At the drive-in our favourite treat was an amazing, gigantic club sandwich called a Dagwood. It was brought to the car and placed on a little tray attached to the window and next to the speaker pulled in from its stand outside. Windows open of course to let the stifling, cigarette smoke out.

When no babysitters could be found and if the movie was overage for us, like THE MAN WITH THE X-RAY EYES, we’d be put to sleep in the back but peeped all the while and went home to nightmares.

Things were more mature in Smith Street. The Royal Hotel Omelette Bar saw our family often and on grander occasions, when we were older, even the Durban Club, that institution of quite unashamed prejudice and colonial pretension.

My younger brother and I were treated by friends of my parents to a Metro screening of the then re-released masterpiece SINGING IN THE RAIN – “remember, dignity, always dignity….” – and then taken to the main restaurant at the Royal for formal dinner. Gins, wines and brandies were served I recall, though we were underage, and I smoked my first cigar which was brought over in a portable humidor and resulted in a blinding hangover the next morning.

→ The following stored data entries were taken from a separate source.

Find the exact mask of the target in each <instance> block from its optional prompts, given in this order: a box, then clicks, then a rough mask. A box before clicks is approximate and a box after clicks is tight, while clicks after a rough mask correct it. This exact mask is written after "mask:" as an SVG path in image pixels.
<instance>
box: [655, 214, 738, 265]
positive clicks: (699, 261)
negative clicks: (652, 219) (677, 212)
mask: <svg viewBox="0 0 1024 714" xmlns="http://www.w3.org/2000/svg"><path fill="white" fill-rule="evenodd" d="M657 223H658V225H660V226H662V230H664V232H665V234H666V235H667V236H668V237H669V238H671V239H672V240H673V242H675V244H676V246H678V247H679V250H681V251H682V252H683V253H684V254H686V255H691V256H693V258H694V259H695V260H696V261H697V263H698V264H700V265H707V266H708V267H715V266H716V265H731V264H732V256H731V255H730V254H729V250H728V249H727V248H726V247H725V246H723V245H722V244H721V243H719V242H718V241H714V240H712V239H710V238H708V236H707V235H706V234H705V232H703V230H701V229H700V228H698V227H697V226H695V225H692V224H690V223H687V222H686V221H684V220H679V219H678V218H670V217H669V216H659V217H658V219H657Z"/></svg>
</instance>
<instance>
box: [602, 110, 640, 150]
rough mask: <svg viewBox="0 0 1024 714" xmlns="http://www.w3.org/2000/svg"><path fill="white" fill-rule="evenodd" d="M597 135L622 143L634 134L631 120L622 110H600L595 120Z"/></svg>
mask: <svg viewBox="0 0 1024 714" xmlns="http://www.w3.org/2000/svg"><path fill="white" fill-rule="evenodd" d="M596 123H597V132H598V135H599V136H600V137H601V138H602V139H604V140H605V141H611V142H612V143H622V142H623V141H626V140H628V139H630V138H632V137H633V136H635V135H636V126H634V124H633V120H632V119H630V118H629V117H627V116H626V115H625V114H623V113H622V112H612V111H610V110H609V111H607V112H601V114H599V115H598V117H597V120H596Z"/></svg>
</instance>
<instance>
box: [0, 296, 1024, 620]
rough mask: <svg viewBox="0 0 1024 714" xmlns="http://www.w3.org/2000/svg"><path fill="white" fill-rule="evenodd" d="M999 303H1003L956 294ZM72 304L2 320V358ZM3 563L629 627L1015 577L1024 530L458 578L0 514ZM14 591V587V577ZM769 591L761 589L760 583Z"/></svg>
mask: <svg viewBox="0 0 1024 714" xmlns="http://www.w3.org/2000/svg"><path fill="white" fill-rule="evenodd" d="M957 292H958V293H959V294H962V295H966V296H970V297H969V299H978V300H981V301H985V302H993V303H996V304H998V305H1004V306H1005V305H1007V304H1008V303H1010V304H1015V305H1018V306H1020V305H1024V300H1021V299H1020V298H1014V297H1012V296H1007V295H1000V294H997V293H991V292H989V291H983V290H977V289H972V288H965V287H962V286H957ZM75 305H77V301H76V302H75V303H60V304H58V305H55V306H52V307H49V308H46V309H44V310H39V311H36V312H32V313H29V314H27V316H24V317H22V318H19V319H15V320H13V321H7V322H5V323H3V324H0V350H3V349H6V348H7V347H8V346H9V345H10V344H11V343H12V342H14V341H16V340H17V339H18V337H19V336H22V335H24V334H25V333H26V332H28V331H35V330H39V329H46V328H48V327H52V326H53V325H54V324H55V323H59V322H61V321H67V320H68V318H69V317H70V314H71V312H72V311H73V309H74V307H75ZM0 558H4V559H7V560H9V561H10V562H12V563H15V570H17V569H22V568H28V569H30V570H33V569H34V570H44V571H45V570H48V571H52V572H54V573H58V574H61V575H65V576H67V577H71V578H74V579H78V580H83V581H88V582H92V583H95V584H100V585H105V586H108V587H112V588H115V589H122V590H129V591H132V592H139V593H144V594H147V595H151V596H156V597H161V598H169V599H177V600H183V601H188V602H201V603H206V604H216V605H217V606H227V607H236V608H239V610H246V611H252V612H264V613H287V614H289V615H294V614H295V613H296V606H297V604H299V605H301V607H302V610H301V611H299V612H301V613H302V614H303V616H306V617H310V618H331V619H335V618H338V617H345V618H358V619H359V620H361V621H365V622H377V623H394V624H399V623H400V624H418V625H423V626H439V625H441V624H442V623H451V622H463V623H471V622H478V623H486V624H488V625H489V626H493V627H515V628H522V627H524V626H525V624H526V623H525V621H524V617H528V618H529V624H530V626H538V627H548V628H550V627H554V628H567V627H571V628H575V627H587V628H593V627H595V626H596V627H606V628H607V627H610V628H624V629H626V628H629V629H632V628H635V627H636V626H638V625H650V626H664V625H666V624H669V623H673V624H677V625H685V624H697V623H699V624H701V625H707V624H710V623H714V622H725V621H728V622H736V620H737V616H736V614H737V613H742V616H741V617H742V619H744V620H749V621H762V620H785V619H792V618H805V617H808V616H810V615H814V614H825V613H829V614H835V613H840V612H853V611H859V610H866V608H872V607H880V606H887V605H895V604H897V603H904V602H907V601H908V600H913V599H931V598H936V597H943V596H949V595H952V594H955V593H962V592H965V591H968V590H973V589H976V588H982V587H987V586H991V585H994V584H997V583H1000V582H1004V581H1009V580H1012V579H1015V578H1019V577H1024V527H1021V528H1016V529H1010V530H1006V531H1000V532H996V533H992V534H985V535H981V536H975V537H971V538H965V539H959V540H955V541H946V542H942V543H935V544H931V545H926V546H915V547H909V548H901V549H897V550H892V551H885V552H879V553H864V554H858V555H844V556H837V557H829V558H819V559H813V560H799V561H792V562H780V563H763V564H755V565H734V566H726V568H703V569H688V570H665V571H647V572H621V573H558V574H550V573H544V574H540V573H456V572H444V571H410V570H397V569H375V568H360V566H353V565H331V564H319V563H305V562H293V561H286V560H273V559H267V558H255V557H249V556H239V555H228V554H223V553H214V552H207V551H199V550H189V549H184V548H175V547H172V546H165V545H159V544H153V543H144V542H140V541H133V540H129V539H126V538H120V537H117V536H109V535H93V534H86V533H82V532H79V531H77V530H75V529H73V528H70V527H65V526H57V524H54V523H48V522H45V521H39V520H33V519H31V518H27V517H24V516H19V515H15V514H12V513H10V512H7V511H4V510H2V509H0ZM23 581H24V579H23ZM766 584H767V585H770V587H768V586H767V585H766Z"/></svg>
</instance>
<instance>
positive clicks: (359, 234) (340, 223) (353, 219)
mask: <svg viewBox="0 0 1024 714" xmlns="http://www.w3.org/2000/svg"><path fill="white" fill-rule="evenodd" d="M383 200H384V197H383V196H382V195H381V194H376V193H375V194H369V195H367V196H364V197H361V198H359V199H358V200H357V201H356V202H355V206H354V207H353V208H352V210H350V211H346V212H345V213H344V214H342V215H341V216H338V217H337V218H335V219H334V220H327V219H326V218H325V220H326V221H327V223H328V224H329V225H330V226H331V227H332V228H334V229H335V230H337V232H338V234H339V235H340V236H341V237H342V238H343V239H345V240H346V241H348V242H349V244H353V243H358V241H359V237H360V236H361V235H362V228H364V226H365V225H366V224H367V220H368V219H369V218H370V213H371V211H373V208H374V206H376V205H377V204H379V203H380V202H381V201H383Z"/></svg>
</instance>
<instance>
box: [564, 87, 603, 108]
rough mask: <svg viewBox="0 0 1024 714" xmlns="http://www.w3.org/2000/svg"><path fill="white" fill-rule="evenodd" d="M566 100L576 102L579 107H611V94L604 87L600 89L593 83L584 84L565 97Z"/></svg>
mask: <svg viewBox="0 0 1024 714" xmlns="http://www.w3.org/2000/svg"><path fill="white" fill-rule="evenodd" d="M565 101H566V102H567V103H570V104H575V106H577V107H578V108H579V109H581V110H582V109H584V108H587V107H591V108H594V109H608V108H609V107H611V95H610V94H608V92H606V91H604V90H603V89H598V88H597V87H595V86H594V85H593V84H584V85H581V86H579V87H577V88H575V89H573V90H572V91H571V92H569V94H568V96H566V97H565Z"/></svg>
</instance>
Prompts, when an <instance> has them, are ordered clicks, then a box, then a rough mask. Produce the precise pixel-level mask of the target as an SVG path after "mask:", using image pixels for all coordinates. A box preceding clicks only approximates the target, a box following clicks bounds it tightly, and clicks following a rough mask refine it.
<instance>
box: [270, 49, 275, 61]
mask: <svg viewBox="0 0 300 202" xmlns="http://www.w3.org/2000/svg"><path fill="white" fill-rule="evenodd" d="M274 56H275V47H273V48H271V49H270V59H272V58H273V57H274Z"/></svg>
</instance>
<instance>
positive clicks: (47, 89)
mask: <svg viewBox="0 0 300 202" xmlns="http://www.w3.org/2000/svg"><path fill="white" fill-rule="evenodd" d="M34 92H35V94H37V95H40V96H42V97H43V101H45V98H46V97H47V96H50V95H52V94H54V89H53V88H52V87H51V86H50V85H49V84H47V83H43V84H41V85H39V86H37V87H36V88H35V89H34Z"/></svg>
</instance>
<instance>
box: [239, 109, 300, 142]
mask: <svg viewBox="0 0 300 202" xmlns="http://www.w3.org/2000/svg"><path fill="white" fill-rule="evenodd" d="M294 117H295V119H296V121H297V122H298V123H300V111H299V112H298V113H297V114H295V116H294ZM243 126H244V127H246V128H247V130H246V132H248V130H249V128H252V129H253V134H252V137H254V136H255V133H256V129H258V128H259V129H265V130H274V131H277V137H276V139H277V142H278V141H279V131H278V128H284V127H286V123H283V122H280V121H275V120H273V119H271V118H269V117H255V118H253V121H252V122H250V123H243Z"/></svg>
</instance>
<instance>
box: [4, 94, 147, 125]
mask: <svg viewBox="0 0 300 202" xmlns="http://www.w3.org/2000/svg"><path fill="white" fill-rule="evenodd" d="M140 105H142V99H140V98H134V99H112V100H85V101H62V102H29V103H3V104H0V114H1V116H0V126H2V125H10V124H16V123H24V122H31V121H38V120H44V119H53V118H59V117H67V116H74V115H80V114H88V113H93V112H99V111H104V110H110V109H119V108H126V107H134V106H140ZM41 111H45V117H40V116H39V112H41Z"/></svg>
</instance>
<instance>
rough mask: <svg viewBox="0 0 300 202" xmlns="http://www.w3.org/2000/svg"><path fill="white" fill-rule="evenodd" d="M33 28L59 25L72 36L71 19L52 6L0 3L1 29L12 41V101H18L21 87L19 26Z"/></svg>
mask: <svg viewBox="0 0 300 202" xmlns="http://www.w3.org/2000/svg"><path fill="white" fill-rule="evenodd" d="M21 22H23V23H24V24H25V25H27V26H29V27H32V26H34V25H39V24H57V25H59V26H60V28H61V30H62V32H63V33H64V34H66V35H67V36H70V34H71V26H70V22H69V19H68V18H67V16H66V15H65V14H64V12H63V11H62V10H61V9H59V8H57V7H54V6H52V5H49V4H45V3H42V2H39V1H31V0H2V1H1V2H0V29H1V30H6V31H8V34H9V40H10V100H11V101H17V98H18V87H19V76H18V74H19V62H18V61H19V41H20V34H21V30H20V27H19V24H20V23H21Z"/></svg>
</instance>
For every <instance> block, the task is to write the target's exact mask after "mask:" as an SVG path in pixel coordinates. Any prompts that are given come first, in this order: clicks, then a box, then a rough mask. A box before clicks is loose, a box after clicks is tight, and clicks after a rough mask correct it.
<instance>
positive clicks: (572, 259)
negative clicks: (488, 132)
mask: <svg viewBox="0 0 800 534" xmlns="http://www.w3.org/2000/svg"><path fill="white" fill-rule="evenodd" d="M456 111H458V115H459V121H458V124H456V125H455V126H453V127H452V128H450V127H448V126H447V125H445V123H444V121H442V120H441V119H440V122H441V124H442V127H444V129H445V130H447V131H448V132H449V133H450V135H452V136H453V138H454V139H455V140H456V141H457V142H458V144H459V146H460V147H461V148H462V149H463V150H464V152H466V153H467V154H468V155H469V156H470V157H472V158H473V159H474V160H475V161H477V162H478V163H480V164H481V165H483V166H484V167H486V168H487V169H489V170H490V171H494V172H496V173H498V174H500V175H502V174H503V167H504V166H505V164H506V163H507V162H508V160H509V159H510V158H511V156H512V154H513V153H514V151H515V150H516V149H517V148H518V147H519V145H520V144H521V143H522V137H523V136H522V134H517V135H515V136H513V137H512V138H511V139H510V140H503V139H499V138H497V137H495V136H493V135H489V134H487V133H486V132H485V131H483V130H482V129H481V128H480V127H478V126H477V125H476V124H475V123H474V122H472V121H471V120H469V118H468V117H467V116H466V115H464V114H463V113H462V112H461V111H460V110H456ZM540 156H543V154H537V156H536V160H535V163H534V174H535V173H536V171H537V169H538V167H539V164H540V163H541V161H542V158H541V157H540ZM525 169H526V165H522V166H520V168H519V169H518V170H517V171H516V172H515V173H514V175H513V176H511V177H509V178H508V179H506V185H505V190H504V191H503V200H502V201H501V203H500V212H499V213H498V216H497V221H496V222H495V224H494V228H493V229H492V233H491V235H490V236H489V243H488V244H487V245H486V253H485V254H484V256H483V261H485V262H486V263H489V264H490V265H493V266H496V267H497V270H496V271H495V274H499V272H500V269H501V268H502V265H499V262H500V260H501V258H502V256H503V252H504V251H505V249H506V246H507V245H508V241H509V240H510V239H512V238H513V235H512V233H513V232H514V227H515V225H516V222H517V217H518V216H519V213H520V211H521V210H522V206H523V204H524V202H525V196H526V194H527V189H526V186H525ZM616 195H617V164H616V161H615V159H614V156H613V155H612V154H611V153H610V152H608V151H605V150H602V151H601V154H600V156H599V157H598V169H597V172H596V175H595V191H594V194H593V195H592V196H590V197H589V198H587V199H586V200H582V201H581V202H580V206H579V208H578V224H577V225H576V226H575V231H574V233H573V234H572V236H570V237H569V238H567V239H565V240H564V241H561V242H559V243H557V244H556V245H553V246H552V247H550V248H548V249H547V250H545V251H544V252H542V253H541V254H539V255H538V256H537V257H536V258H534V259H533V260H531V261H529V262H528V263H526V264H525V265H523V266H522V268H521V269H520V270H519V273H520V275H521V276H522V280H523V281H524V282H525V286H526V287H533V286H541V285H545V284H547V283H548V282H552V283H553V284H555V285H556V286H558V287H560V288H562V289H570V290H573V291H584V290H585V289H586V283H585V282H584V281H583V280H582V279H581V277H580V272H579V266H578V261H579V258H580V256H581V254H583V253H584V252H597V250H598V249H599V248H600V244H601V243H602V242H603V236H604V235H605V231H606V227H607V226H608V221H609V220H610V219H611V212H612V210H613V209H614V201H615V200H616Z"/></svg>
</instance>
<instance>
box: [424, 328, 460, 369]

But what a wonderful film.

I mustn’t leave out live theatre. For me this was also revelatory and fed into my youthful aspirations. My first live theatre attendance was at the Lyric Theatre down Umbilo Road where I witnessed Marjorie McConville and David Horner’s wonderful THE KING AND I: the music, the hooped costumes; the story of Anna in Siam – to me it was all magic. That same year was my own first as I stepped forward onto the stage as the Angel Gabriel in the school nativity play, based on a script taken out of Women’s Own and directed by my English teacher, Betty Richards. 

Down at the Alhambra, just up from the Indian Market, I was introduced to Oscar Wilde in the form of AN IDEAL HUSBAND and a series of wonderful shows from Dawn & Des Lindberg and Brickhill Burke extravaganzas through to Diane Todd’s delightful Eliza Doolittle in, yet again, MY FAIR LADY; FIDDLER ON THE ROOF, sitting right behind Taubie Kushlik and dying of embarrassment when my father, on perusing the programme called down the line of children to my mother, :”Darling! I thought Taubie Kushlik was a man?” to the many ballets and shows that the embryonic NAPAC started producing there, before their move to the re-re-furbed Coliseum & Playhouse, conjoined into concert hall, opera house and theatre.

At the Durban City Hall the Durban City Orchestra later I think, The Natal Symphonia, entranced us and it was there that I saw Marlene Dietrich who, the legend has it, had spent the afternoon on her knees sewing weights into the stage curtains!

Don’t forget the ice shows either! No English pantomimes in stuffy theatres  in hot, humid Durban at Christmas. No! It was all on ice. At the Ocean City, another enormous venue for big movies and big ice shows. Who can forget Graham Rich’s extravagant Dames or his rendition of Largo Al Factotem in MOTHER GOOSE or JACK AND THE BEANSTALK and many others, while on the enormous screen, resting on comfy black naugahyde, we were ravished by Zeffirelli’s ROMEO & JULIET, Maggie Smith’s Desdemona and Laurence Olivier’s OTHELLO and many other wide screen extravaganzas. 

Like Heather Lloyd-Jones and her Tomango products, “I could go on and on….!”

Oh yes. I loved the cinema and what live theatre was available and feel rather sorry for the millions denied these delights by the advent of television.